CADENCE: the development work included improvements of HO solver for rotor/stator configurations, inclusion of the FW-H acoustic propagation module in Fidelity software for time-domain and frequency-domain formulations and the introduction of acoustic liner capabilities in the CharLES solver, validated on an academic test case. The calculation work included NLH and CharLES high-fidelity WMLES aero-acoustic simulations on the ECL5 fan/ogv test case. The aerodynamic results were in good accordance with published data. NLH calculations were also performed with an acoustic liner. The project results demonstrate the feasibility of high-fidelity numerical methods to perform aero-acoustic analysis on a relevant industrial configuration, in hours. The experience gained with the high-fidelity setup will be re-used for other aero-acoustic configurations. The FW-H module will be accessible to all users, offering a key asset for performing aero-acoustic analysis in Fidelity GUI.
CERFACS: the work includes the implementation and validation of the MRF algorithm to extend the compressible LBM solver to rotating configurations, the enhancement of the solver isotropy property by developing new LBM scheme based on different equilibrium and lattice, the aerodynamic simulation of a NASA-STD turbofan engine scaled at 1:5 and the analysis of the best suited compressible porous numerical model, including theoretical analysis, implementation strategy and development of a test model. An aerodynamic validation of the LB compressible solver on the ECL5 test case was performed, including development of best practices and improvements to the wall treatment. The compressible porous numerical model was tested for a grazing impedance tube. The work was then centered around the extension of the domain to include the external area around the fan/OGV module for the purpose of evaluating acoustic propagation, and on further improvements to the LBM compressible solver. One of the major outcomes of this project is the enhancement of the ProLB (LBM) solver, enabling it to perform aeroacoustics simulations on rotating machinery. These advancements can be immediately utilized within SAE which used this solver, leading to more accurate and efficient simulations. Additionally, all the developed results have been shared with the broader LBM scientific and industrial community.

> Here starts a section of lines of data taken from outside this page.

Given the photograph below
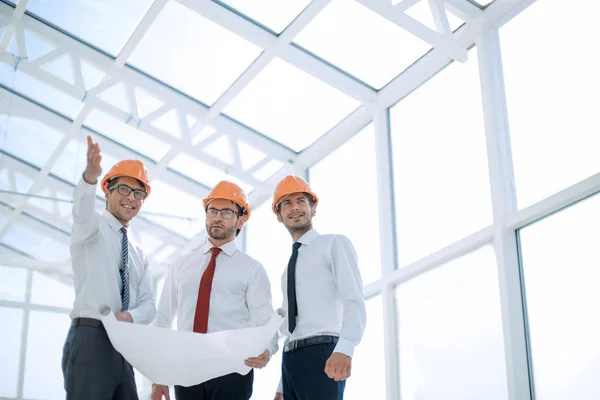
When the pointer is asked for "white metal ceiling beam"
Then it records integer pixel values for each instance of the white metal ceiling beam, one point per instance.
(33, 111)
(333, 139)
(177, 100)
(416, 75)
(440, 41)
(290, 53)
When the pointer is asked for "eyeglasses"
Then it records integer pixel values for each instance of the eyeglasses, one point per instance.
(124, 190)
(226, 213)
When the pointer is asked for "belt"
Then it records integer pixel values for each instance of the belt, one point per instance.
(94, 323)
(311, 341)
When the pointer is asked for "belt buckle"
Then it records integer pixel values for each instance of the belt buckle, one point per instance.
(290, 346)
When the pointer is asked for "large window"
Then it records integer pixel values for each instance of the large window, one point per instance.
(560, 256)
(441, 177)
(43, 374)
(450, 332)
(552, 84)
(10, 348)
(348, 199)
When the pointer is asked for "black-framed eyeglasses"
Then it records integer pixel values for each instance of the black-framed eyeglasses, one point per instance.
(124, 190)
(226, 213)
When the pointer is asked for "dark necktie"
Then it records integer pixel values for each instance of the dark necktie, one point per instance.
(202, 306)
(292, 303)
(124, 272)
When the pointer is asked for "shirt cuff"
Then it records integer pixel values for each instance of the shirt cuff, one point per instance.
(135, 314)
(345, 346)
(85, 187)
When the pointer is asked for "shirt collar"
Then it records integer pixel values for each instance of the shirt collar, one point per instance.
(308, 236)
(113, 222)
(228, 248)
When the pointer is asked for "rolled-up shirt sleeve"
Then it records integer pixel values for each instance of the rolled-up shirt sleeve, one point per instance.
(144, 310)
(349, 284)
(259, 302)
(167, 304)
(85, 218)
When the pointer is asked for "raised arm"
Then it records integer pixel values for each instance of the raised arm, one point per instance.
(85, 219)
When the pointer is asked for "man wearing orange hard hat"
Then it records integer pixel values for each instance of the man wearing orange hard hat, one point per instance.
(108, 269)
(215, 288)
(322, 293)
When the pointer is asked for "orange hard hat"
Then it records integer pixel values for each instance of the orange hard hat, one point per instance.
(132, 168)
(292, 184)
(229, 191)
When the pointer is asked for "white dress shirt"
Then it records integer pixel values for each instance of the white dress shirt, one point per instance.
(96, 259)
(240, 296)
(328, 291)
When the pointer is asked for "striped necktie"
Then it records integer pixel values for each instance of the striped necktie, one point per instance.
(124, 270)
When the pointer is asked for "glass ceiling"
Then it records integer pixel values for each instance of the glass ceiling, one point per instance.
(199, 91)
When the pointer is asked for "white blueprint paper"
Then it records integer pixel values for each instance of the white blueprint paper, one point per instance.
(170, 357)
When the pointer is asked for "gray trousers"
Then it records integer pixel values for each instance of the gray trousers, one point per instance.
(93, 369)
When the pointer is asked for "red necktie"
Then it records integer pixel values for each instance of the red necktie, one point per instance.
(201, 318)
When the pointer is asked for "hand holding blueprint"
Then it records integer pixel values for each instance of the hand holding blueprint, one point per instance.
(169, 357)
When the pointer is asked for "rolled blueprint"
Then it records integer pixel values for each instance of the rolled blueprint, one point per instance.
(170, 357)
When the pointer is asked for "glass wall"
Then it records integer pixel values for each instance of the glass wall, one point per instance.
(450, 332)
(42, 310)
(441, 183)
(347, 190)
(560, 267)
(552, 85)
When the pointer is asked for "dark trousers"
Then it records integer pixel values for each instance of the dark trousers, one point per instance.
(93, 369)
(227, 387)
(303, 374)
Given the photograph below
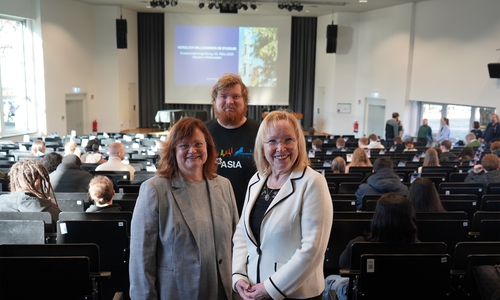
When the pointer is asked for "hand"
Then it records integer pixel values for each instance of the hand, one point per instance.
(258, 292)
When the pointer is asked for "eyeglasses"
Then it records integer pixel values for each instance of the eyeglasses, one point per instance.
(196, 145)
(286, 142)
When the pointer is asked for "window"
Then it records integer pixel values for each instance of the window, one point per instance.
(16, 77)
(461, 117)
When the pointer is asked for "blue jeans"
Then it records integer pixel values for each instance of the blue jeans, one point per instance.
(337, 284)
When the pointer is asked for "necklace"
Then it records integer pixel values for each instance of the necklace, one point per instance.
(268, 193)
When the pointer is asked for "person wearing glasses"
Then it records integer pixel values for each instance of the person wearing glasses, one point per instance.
(183, 222)
(281, 238)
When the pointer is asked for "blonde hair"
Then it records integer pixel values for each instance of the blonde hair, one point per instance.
(31, 176)
(360, 158)
(101, 190)
(269, 122)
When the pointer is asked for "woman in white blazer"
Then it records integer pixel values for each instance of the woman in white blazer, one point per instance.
(281, 238)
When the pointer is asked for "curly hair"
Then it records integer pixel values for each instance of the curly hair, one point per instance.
(227, 81)
(31, 176)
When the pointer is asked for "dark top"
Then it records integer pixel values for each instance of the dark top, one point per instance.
(491, 132)
(110, 208)
(266, 196)
(381, 182)
(477, 132)
(235, 154)
(345, 257)
(70, 178)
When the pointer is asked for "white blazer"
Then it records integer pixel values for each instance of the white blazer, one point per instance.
(294, 236)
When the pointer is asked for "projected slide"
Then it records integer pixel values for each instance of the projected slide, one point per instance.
(201, 52)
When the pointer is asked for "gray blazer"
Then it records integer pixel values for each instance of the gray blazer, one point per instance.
(164, 251)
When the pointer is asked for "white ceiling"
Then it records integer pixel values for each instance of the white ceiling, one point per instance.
(312, 8)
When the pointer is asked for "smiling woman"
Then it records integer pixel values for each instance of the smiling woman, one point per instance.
(183, 222)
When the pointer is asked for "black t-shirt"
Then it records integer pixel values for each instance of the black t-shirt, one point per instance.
(235, 152)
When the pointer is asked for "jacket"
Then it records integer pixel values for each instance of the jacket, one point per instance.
(381, 182)
(164, 246)
(294, 234)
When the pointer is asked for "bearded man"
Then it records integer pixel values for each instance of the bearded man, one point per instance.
(234, 134)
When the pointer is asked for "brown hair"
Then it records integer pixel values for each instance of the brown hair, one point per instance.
(101, 189)
(338, 165)
(31, 176)
(360, 158)
(227, 81)
(183, 129)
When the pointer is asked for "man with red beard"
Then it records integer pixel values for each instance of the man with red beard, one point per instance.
(234, 134)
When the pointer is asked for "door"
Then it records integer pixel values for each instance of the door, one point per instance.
(132, 105)
(375, 114)
(74, 116)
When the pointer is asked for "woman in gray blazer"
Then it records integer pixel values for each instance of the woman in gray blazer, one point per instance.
(183, 222)
(280, 241)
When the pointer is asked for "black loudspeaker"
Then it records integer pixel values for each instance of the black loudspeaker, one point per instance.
(331, 38)
(121, 33)
(494, 70)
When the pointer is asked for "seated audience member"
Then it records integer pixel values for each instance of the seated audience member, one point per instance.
(359, 159)
(92, 155)
(338, 165)
(424, 196)
(409, 147)
(487, 172)
(374, 143)
(101, 193)
(30, 190)
(69, 176)
(471, 140)
(38, 148)
(445, 148)
(317, 144)
(466, 154)
(363, 142)
(495, 148)
(72, 148)
(339, 145)
(398, 146)
(476, 131)
(384, 180)
(114, 163)
(431, 159)
(51, 161)
(393, 222)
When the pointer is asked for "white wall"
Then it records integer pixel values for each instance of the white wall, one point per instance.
(429, 51)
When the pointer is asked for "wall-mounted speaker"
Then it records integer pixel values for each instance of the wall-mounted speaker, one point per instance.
(331, 38)
(494, 70)
(121, 33)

PSA3: for the determination and characterization of acoustic sources in the fan/OGV region, a new efficient and fast beamforming method was developed, based on the acoustic pressure, the flow speed vector and the temperature in a set of sensor points within the computation domain. The method was successfully applied to numerical results with Cadence NLH method and CERFACS LBM software on the ECL5 geometry and to LBM calculations by SAE on an installed UHBR configuration. The method was presented to the Aeroacoustics community at the CEAS/AIAA Aeroacoustics Conferences of 2023 and 2024. Further dissemination is foreseen at a DNW/Safran workshop. Safran expressed their interest for future numerical studies on UHBR geometries.